Jane Friedman’s latest post on the growing reach of Amazon.
Amazon’s Importance to Book Sales Keeps Increasing—for Better or Worse
Posted on by Jane Friedman
Today’s post draws from material previously published in The Hot Sheet, a paid subscription email newsletter that I write and publish every two weeks. This week, we celebrate five years of continuous publication. Get 30% off an annual subscription through September 28 using code 5YR at checkout. Your first two issues are free.
Since Hot Sheet started publishing in 2015, Amazon has changed, grown, and dominated more than any other company in the book publishing industry. While that’s not likely a surprise to anyone, here are the key developments that authors need to know about.

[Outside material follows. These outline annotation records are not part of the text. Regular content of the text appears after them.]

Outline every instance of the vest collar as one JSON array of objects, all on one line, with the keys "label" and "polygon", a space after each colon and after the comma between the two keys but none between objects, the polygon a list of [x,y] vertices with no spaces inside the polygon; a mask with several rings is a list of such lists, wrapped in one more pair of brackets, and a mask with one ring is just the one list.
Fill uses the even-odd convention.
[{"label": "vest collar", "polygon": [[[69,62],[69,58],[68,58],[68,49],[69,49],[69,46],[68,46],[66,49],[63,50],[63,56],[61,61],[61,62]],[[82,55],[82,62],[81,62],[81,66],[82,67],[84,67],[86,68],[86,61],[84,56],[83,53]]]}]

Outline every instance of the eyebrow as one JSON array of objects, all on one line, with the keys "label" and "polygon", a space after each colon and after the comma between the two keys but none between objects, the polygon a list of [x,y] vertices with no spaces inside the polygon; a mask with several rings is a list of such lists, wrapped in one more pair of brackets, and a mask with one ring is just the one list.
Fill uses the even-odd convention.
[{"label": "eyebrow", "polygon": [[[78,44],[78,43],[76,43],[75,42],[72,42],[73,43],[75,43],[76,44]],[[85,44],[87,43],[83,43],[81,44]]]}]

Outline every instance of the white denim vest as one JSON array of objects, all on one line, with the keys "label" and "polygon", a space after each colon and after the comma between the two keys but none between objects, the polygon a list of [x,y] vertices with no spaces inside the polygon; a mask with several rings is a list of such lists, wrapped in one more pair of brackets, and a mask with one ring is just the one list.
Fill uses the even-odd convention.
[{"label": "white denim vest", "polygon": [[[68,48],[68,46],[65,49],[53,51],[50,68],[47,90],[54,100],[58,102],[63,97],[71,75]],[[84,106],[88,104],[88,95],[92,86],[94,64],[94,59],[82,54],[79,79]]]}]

Amazon has pulled back on most of its writer-focused programs
Here’s a list of all the writer-focused programs Amazon has launched in the last decade; only one is still active.
- Kindle Singles. This program debuted in 2011 and expanded with Singles Classics in 2016. Amazon describes the initiative as “a way to make iconic articles, stories, and essays from well-known authors writing for top magazines and periodicals available in digital form, many for the first time.” It seems mostly designed to give Kindle Unlimited subscribers a library of special content. (More on that in a minute.)
- Kindle Serials. This program was very active in 2012 and 2013, but Amazon stopped publishing serials in collaboration with authors in 2014 and no longer features them on the site.
- Kindle Worlds. This program launched in 2013 and provided a way for authors and fan-fiction writers to collaborate in a way that profited everyone. It was discontinued, to authors’ great disappointment, in 2018.
- Kindle Scout. Launched in 2014, this was kind of like American Idol for unpublished books. Any writer could upload the beginning of a story, along with a cover, and try to gather as many reader votes as possible to catch the attention of Amazon staff and secure a boilerplate book contract with Amazon Publishing. It also closed in 2018.
- Kindle Press. This program published titles primarily coming from Kindle Scout. It was discontinued in 2019.
- Write On by Kindle. Launched in 2014, this was kind of like Amazon’s version of Wattpad, an online writing community. It closed in 2017.
- Amazon Storywriter and Storybuilder. In 2015, Amazon launched special, free software to help people more easily write their scripts, presumably for the discovery benefit of Amazon Studios. It shut down in 2019.
- Day One. Amazon’s literary journal was produced every week starting in October 2013 until it closed in 2017.